Bear in mind: Settling your mortgage early isn’t necessarily the smartest move. “Prepaying your mortgage is a comparatively low financial priority, especially if you have one of those ultra-low, sub-4 or 5 percent rates,” says McBride. “There are a lot of other things you can do with the money rather than tie it up in an illiquid asset like a home where you can’t get to it when you need it. [For example, you can] pay off other higher cost debt such as credit cards or personal loans, increase your retirement savings by putting more into your workplace 401(k) or contributing to an IRA, boost emergency savings, invest for other financial goals like children’s education or invest through a brokerage account.”

And remember, prepaying a mortgage doesn’t get you off the hook for other home maintenance expenses, like property taxes, repairs and upkeep, and homeowners insurance (not required but highly recommended).

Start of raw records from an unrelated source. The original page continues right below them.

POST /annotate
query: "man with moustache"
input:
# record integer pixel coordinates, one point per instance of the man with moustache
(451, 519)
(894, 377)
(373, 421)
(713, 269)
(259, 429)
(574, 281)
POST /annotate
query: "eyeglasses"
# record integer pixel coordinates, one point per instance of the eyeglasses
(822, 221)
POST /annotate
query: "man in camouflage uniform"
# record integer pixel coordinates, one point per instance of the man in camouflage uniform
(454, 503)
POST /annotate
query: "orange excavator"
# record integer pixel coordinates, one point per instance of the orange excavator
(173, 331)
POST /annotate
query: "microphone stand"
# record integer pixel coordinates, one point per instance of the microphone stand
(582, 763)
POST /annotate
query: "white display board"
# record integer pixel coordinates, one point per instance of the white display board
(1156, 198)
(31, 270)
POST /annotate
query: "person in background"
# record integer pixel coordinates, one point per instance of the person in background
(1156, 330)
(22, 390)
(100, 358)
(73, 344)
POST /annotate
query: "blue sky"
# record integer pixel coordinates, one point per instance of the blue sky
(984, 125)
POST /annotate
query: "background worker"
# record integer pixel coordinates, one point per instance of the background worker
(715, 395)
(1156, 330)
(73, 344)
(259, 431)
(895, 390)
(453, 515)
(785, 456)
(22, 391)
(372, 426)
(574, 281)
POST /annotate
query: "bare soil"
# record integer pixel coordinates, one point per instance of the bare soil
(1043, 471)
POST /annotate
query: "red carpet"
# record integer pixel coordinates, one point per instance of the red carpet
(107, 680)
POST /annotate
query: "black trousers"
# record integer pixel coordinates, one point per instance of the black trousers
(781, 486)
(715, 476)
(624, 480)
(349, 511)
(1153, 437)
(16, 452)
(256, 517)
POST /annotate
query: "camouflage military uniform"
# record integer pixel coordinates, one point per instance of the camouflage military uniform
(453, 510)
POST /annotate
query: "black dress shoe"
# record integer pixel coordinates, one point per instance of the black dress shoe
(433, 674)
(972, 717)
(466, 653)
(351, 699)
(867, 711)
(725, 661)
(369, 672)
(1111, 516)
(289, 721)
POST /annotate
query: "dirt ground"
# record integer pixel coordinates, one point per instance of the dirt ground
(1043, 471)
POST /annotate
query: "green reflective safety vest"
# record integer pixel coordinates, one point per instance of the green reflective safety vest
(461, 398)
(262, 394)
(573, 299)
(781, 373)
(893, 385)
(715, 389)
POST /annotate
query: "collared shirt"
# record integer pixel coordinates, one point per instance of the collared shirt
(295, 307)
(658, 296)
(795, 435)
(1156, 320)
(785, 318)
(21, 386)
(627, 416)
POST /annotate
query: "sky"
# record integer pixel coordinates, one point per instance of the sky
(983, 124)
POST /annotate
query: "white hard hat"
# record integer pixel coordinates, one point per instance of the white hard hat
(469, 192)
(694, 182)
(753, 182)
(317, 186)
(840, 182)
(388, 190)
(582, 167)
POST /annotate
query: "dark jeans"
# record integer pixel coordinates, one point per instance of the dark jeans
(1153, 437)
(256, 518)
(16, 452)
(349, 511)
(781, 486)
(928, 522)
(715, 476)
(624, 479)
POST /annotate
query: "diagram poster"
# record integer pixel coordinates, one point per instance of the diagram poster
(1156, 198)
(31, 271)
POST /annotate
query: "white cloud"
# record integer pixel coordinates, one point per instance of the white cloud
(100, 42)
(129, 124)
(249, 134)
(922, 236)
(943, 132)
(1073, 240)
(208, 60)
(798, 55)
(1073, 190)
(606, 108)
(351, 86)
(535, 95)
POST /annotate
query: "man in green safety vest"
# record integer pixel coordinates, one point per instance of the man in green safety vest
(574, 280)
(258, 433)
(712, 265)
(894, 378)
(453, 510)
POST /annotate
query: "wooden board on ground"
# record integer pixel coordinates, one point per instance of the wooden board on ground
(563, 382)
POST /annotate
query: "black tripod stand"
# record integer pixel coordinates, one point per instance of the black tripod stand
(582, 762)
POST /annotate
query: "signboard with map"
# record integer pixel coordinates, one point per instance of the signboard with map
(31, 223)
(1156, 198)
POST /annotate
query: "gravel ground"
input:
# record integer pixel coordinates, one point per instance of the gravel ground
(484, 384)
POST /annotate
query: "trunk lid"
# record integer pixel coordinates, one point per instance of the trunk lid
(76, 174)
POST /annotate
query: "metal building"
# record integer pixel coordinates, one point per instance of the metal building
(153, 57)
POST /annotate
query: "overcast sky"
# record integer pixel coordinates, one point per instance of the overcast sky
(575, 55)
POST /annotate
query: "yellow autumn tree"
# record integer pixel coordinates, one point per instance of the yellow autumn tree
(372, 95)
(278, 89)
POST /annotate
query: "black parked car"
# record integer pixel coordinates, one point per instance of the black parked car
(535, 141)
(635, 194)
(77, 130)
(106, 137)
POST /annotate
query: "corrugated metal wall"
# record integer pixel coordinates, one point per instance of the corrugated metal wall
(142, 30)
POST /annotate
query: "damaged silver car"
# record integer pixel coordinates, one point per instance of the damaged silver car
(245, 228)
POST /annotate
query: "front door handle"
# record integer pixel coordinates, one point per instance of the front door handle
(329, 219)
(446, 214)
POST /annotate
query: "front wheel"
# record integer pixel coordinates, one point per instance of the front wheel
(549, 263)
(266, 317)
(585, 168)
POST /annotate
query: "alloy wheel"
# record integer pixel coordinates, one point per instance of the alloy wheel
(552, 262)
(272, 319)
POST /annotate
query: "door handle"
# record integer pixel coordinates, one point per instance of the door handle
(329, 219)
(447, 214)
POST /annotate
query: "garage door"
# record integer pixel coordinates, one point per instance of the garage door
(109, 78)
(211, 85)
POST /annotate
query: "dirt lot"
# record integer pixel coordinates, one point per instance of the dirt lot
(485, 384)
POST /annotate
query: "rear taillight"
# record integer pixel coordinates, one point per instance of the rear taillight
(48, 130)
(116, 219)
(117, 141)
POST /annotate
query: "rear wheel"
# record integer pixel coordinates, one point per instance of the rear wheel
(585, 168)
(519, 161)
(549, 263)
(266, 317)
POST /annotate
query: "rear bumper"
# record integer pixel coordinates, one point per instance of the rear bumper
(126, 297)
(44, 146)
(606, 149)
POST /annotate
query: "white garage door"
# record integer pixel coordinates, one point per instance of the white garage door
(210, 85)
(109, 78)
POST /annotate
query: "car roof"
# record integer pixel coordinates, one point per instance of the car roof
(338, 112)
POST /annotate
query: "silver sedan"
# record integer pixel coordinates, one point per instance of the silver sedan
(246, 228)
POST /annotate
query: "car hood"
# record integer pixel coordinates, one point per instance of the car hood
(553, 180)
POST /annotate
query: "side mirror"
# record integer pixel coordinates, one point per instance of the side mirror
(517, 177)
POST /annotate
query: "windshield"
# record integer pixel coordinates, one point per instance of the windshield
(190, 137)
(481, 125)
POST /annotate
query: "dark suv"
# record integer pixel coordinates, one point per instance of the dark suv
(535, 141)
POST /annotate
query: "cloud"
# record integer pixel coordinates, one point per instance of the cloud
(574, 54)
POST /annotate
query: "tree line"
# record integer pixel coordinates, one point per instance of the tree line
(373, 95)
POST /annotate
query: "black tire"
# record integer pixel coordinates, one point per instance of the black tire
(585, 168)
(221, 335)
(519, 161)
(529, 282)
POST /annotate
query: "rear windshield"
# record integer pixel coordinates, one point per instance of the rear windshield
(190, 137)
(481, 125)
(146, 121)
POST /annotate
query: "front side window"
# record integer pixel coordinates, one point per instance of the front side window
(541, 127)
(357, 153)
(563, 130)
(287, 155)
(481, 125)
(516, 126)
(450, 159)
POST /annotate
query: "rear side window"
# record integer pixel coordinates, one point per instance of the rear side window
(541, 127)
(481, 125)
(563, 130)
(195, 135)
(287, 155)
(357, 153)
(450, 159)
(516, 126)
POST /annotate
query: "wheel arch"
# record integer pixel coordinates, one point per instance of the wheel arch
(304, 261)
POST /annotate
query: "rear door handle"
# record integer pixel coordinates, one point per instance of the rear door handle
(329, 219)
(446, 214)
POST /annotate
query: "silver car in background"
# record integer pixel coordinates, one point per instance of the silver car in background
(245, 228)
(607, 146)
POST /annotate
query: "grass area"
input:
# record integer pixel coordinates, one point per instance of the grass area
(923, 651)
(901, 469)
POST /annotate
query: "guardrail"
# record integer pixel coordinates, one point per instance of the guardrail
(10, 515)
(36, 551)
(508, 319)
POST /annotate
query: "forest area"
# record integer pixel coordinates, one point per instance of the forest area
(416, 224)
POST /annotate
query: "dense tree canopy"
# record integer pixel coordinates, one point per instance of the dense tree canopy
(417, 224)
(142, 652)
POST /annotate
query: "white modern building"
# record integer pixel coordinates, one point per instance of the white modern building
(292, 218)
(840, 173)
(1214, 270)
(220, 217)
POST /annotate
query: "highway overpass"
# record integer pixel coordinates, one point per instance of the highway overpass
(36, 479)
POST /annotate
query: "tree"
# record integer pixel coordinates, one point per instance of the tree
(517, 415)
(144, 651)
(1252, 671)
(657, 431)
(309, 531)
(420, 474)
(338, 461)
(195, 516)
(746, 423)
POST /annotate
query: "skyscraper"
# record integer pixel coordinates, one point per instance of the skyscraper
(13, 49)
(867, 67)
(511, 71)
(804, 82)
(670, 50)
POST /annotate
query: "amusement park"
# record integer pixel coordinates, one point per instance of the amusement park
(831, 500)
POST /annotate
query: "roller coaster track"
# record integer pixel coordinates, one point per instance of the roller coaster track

Learn more: Should I pay off my mortgage early?

Mortgage payoff FAQ

What happens to your escrow account when you pay off your mortgage?

Your mortgage servicer is required to return any money left in your escrow account within 20 days of you paying back your mortgage in full. It then will close the escrow account.

How long does it take to receive the mortgage discharge document?

Once you pay off your mortgage, it can take a few weeks to receive the mortgage discharge document. Because it is filed with your local government, the process all depends on where you live, local laws and customer demand.

Can I access the equity in my home after paying off the mortgage?

After you pay off your home, you access your home equity in a few different ways. You can sell your home, cashing in your ownership stake in full (via the proceeds). Or you can access just part of your ownership stake, borrowing against it via a home equity loan or a home equity line of credit (HELOC). Other options include a reverse mortgage and shared equity investment.